You may be correct in all you say. Nevertheless,
your analysis implies that Pacific Life considers it
possible to contract insurance on liabilities attributable
to existing lawsuits.
Whether it is
economically advantageous, I do not even have an opinion. I am
only saying it is possible. Certainly, I agree with
your assessment that Pacific Life put in the
requirement to serve its own interests.
Any idea as to the annual insurance premium (with
a deductible in this galaxy) for a company that has
seen its share price drop from $40/$30/$20 to $3?
Question #2 - What company has the cash to pay for it?

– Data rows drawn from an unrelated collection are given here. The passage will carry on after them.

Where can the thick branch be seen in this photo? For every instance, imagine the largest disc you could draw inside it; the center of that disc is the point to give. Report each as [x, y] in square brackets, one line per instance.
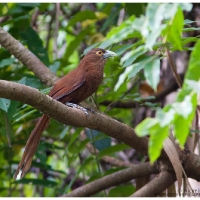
[27, 58]
[73, 117]
[97, 121]
[172, 86]
[114, 179]
[157, 185]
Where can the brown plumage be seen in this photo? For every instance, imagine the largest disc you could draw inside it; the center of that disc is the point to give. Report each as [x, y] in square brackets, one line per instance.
[74, 87]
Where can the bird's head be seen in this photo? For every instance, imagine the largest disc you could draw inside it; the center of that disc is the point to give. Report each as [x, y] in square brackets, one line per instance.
[99, 55]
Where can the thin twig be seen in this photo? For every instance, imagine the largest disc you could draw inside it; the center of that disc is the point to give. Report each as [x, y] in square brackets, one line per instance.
[173, 66]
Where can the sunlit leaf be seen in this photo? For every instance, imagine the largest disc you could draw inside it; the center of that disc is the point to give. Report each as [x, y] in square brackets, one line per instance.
[152, 73]
[4, 104]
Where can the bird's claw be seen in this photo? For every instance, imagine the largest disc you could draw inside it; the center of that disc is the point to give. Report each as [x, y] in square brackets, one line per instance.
[73, 105]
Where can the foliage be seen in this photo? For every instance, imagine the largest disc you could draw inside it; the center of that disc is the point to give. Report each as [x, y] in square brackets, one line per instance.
[140, 39]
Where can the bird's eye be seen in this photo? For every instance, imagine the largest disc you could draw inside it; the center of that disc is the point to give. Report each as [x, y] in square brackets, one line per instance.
[99, 53]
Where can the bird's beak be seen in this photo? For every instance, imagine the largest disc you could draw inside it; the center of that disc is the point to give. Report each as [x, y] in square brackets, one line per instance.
[109, 54]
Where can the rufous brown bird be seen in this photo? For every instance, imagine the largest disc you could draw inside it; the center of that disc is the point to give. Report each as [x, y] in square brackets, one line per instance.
[71, 89]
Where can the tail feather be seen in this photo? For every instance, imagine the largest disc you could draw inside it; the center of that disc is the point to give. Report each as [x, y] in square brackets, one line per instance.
[31, 146]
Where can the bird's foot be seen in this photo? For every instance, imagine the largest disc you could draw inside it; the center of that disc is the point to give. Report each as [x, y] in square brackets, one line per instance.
[73, 105]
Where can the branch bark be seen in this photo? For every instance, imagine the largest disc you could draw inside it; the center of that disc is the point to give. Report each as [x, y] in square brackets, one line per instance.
[114, 179]
[27, 58]
[73, 117]
[157, 185]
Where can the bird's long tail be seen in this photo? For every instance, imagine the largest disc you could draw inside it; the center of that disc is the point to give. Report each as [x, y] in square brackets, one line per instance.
[31, 146]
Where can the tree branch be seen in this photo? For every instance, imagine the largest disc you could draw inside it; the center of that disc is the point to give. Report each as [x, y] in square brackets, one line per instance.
[27, 58]
[157, 185]
[73, 117]
[114, 179]
[172, 86]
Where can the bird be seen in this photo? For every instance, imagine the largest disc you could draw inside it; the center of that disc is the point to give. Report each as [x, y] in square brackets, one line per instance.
[71, 89]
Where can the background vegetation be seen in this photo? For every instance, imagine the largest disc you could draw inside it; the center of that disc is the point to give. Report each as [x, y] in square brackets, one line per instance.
[152, 87]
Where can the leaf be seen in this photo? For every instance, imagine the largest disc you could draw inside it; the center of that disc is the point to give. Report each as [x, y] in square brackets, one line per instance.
[165, 118]
[122, 191]
[44, 183]
[158, 135]
[4, 104]
[6, 62]
[182, 122]
[81, 16]
[135, 68]
[194, 62]
[131, 56]
[183, 108]
[76, 42]
[173, 32]
[113, 149]
[136, 9]
[194, 85]
[83, 165]
[142, 129]
[152, 73]
[155, 15]
[174, 159]
[35, 44]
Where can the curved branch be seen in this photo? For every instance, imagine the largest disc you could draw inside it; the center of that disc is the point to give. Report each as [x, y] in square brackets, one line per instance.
[172, 86]
[73, 117]
[157, 185]
[27, 58]
[114, 179]
[97, 121]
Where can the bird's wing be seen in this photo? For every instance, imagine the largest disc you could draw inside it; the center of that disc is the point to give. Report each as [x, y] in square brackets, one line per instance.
[63, 92]
[61, 89]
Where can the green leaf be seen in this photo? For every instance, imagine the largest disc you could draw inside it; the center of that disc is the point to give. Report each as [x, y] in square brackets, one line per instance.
[142, 129]
[165, 118]
[113, 149]
[81, 16]
[194, 63]
[135, 68]
[76, 42]
[157, 136]
[131, 56]
[44, 183]
[6, 62]
[4, 104]
[183, 108]
[131, 71]
[155, 15]
[83, 165]
[122, 191]
[173, 32]
[152, 73]
[183, 123]
[136, 9]
[194, 85]
[35, 44]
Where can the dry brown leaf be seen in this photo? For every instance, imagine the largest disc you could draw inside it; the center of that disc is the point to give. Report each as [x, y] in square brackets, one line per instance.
[174, 158]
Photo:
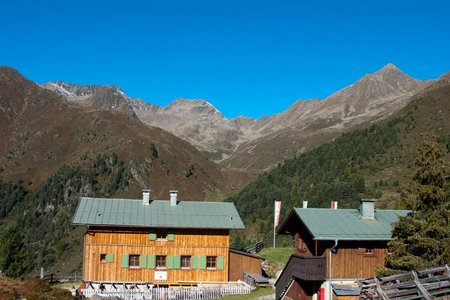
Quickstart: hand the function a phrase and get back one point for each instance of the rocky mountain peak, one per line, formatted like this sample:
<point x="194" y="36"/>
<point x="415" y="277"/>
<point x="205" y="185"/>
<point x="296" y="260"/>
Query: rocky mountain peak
<point x="70" y="91"/>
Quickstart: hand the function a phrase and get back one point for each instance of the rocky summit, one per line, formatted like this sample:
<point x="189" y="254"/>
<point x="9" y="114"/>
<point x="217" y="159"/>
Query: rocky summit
<point x="258" y="144"/>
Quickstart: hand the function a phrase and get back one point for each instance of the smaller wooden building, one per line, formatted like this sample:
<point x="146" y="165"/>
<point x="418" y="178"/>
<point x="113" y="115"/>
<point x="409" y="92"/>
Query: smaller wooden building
<point x="333" y="248"/>
<point x="243" y="262"/>
<point x="163" y="242"/>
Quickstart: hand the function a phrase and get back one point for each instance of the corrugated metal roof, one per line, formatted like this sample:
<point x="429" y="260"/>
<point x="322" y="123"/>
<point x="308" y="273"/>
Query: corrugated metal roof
<point x="346" y="290"/>
<point x="159" y="213"/>
<point x="347" y="224"/>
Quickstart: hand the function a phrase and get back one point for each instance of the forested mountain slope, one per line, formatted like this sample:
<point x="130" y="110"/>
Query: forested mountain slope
<point x="53" y="151"/>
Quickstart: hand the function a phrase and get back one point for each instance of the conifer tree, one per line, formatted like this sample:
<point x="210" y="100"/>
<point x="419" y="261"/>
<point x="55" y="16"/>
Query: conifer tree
<point x="422" y="239"/>
<point x="13" y="256"/>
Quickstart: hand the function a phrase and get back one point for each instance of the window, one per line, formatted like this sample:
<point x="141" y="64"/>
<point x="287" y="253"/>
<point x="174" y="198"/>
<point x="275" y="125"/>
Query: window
<point x="185" y="262"/>
<point x="161" y="235"/>
<point x="210" y="262"/>
<point x="161" y="262"/>
<point x="133" y="261"/>
<point x="369" y="251"/>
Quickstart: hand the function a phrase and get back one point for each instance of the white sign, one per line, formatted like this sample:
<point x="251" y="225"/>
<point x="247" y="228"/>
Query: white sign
<point x="160" y="276"/>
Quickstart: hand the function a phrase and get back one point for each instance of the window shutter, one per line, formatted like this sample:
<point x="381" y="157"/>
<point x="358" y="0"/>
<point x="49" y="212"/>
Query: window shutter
<point x="124" y="261"/>
<point x="202" y="262"/>
<point x="151" y="261"/>
<point x="143" y="262"/>
<point x="220" y="262"/>
<point x="194" y="262"/>
<point x="176" y="262"/>
<point x="109" y="257"/>
<point x="170" y="262"/>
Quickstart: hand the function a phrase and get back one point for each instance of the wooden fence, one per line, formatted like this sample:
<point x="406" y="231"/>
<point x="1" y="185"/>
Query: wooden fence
<point x="422" y="284"/>
<point x="169" y="293"/>
<point x="255" y="248"/>
<point x="56" y="278"/>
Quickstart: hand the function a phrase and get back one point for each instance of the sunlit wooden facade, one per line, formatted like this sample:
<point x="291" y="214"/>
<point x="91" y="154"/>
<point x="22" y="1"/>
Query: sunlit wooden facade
<point x="334" y="247"/>
<point x="128" y="242"/>
<point x="181" y="256"/>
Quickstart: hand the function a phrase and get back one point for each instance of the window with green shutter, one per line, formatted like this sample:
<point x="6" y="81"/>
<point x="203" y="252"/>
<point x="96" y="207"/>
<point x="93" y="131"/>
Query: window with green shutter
<point x="143" y="261"/>
<point x="151" y="261"/>
<point x="194" y="262"/>
<point x="173" y="262"/>
<point x="220" y="262"/>
<point x="202" y="262"/>
<point x="170" y="262"/>
<point x="109" y="258"/>
<point x="124" y="261"/>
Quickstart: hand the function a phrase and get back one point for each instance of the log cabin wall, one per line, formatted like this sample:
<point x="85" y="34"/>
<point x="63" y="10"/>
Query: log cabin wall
<point x="356" y="259"/>
<point x="240" y="263"/>
<point x="107" y="254"/>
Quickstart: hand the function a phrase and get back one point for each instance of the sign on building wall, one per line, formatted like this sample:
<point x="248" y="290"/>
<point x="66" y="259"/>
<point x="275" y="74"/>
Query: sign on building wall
<point x="160" y="276"/>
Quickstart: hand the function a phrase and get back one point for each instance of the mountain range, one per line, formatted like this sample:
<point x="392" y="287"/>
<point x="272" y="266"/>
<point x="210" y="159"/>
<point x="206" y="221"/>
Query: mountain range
<point x="256" y="145"/>
<point x="60" y="141"/>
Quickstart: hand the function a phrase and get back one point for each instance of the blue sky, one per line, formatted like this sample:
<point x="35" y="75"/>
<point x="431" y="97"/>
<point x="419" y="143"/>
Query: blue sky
<point x="251" y="58"/>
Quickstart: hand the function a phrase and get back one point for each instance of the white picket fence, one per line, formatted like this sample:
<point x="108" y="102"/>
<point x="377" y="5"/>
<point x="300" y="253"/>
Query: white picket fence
<point x="168" y="293"/>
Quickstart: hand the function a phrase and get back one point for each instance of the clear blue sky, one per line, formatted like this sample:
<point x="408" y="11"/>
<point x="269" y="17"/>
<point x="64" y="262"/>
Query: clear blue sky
<point x="250" y="58"/>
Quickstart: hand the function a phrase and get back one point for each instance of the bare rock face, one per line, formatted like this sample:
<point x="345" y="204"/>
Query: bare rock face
<point x="255" y="145"/>
<point x="249" y="144"/>
<point x="98" y="97"/>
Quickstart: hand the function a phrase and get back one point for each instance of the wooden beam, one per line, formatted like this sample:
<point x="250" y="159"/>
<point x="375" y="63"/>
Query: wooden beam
<point x="421" y="288"/>
<point x="380" y="291"/>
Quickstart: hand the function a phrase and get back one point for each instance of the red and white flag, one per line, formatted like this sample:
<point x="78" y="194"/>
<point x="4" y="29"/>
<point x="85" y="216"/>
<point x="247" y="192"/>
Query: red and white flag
<point x="277" y="213"/>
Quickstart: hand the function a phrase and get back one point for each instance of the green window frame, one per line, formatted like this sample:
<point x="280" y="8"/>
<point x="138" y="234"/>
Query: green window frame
<point x="143" y="262"/>
<point x="185" y="262"/>
<point x="151" y="261"/>
<point x="220" y="262"/>
<point x="125" y="261"/>
<point x="109" y="258"/>
<point x="211" y="262"/>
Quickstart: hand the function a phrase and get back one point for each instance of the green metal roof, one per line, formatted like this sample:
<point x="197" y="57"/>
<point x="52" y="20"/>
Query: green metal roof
<point x="159" y="213"/>
<point x="347" y="224"/>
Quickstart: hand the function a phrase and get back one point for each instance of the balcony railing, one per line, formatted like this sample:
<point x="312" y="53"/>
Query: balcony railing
<point x="308" y="268"/>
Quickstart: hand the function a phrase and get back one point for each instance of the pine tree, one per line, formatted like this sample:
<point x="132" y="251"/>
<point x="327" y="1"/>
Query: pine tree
<point x="13" y="256"/>
<point x="422" y="239"/>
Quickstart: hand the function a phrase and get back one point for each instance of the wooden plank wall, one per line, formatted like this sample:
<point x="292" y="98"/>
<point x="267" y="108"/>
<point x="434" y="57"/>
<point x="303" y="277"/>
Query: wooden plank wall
<point x="240" y="263"/>
<point x="186" y="242"/>
<point x="351" y="260"/>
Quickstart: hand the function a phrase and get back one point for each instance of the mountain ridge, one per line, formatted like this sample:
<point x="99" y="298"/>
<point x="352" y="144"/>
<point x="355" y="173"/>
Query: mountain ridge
<point x="300" y="127"/>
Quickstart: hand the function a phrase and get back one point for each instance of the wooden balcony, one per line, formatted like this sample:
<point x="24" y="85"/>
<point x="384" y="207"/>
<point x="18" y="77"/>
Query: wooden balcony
<point x="307" y="268"/>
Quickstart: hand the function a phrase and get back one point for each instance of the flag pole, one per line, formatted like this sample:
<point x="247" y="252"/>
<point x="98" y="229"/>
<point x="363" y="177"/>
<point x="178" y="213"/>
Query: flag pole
<point x="276" y="218"/>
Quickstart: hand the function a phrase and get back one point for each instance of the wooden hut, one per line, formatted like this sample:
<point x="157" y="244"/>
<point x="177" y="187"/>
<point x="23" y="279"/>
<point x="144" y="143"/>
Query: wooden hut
<point x="162" y="242"/>
<point x="332" y="249"/>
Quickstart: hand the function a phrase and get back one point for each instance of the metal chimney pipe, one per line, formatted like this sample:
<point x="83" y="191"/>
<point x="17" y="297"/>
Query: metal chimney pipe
<point x="146" y="196"/>
<point x="173" y="197"/>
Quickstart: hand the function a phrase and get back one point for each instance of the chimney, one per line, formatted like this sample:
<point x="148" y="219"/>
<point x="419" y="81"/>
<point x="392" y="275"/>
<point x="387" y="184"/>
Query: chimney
<point x="333" y="204"/>
<point x="367" y="209"/>
<point x="173" y="197"/>
<point x="146" y="196"/>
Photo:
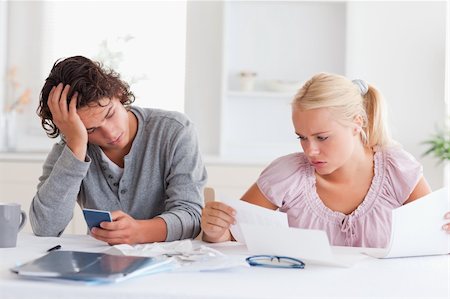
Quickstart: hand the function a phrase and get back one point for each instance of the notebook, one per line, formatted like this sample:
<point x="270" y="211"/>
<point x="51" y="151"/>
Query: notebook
<point x="91" y="267"/>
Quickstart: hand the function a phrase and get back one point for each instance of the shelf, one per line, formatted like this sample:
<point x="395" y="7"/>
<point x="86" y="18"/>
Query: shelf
<point x="261" y="94"/>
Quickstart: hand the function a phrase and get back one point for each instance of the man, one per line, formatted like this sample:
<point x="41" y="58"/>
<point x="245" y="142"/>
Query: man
<point x="143" y="165"/>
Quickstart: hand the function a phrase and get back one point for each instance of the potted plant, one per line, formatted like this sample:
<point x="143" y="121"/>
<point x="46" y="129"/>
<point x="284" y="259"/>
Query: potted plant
<point x="439" y="146"/>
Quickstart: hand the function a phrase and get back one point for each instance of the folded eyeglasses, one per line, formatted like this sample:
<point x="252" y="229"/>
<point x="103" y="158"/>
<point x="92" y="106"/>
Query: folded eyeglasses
<point x="274" y="261"/>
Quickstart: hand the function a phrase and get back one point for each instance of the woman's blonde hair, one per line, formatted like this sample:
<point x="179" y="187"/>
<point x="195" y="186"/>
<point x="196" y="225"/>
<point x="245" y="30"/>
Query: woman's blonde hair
<point x="348" y="100"/>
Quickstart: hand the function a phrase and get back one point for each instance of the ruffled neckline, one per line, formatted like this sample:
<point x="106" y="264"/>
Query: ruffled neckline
<point x="338" y="217"/>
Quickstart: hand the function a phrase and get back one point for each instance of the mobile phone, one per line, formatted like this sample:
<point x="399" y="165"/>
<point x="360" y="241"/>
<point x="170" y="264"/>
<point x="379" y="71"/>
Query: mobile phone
<point x="95" y="217"/>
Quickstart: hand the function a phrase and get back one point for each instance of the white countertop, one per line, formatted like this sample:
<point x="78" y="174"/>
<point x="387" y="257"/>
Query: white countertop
<point x="417" y="277"/>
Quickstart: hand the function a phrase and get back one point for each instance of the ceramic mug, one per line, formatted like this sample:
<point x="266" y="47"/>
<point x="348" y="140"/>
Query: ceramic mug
<point x="12" y="220"/>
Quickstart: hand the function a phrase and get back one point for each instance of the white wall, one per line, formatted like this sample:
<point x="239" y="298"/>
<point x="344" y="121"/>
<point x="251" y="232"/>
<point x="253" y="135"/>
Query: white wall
<point x="24" y="51"/>
<point x="203" y="89"/>
<point x="3" y="30"/>
<point x="399" y="47"/>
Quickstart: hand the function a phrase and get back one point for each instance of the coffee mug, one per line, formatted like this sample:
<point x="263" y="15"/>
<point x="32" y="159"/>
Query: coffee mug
<point x="12" y="220"/>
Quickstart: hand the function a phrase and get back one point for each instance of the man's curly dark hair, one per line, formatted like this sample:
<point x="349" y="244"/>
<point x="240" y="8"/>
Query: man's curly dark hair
<point x="89" y="79"/>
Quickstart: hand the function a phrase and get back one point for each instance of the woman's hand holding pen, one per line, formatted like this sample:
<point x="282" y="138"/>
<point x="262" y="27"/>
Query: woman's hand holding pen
<point x="217" y="218"/>
<point x="66" y="118"/>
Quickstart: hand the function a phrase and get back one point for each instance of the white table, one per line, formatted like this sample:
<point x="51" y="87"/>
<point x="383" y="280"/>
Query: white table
<point x="419" y="277"/>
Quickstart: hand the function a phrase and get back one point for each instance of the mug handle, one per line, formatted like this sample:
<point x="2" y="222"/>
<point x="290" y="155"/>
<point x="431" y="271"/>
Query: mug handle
<point x="23" y="219"/>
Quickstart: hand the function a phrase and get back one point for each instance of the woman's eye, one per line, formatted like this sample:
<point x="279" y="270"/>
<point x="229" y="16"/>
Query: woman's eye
<point x="90" y="131"/>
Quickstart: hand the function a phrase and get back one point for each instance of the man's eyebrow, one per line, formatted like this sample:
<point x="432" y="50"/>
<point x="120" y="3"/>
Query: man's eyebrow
<point x="107" y="113"/>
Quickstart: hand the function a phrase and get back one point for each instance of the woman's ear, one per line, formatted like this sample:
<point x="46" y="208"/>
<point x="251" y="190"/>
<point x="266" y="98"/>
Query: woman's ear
<point x="358" y="122"/>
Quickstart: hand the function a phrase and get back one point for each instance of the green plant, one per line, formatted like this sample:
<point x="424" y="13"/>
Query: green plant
<point x="439" y="146"/>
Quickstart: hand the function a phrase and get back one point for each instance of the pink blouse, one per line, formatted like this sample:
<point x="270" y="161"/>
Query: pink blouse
<point x="289" y="183"/>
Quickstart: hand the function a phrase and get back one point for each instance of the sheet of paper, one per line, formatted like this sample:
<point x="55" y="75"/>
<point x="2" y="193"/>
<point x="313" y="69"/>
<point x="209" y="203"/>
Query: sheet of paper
<point x="247" y="213"/>
<point x="417" y="228"/>
<point x="310" y="246"/>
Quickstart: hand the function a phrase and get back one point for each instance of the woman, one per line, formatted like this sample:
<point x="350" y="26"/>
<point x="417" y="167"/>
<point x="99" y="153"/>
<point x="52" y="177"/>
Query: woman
<point x="349" y="176"/>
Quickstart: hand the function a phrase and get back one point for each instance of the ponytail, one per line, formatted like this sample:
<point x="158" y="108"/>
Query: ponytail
<point x="375" y="133"/>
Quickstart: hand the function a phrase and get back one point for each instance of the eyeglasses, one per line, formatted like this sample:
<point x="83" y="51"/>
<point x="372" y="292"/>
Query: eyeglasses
<point x="273" y="261"/>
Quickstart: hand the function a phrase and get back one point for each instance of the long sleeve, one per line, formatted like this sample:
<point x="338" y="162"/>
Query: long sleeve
<point x="185" y="178"/>
<point x="57" y="191"/>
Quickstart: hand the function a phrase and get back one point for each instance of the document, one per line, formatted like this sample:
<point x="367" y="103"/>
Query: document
<point x="265" y="231"/>
<point x="417" y="228"/>
<point x="309" y="245"/>
<point x="247" y="213"/>
<point x="91" y="267"/>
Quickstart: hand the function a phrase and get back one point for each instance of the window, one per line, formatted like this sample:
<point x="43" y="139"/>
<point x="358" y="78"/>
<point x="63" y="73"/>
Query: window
<point x="149" y="38"/>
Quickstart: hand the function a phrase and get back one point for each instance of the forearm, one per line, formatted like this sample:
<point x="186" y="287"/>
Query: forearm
<point x="225" y="237"/>
<point x="52" y="206"/>
<point x="152" y="230"/>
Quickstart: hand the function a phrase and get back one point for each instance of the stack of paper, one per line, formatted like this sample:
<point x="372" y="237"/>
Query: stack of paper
<point x="416" y="230"/>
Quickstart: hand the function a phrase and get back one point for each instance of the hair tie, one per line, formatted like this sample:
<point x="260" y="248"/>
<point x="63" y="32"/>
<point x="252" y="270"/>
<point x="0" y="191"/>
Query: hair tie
<point x="362" y="86"/>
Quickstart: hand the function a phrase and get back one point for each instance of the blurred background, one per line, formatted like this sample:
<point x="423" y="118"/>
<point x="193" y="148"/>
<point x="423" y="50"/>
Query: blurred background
<point x="231" y="66"/>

If the policy pertains to a specific set of
lawsuits, it would probably be a single premium, not an
annual premium. Obviously, the declining share price is
irrelevant to the issue of insurance. Insurance can never be
issued on credit (insure now, pay later, does not work).
Hence, I can not imagine why you bring up the share
price in the context of buying insurance.
the size of the single premium is a key issue. If it
were $20mm or less, it would be feasible. If it were
$100mm or more, it would not be feasible (for PZN).
However, if the present value of all possible outcomes is
more than a $100mm liability, then PZN is gone
already. If PL believed that, it would never have bothered
to make a proposal. In fact, it would have pushed to
get the Blackstone deal done.
Think about it.
The lawsuits may have little merit, but the PL demand
of resolution would put PZN in a horrible
negotiating position, IF insurance were impossible. Why
settle cheaply if you know the company must settle to
survive? On the other hand, if the lawsuits are unlikely
to win large judgements in court, then a
knowledgeable insurance company can take, say $20mm, upfront,
and allow the PL deal to go through. Knowing that,
plantiffs lawyers may want to settle on reasonable terms.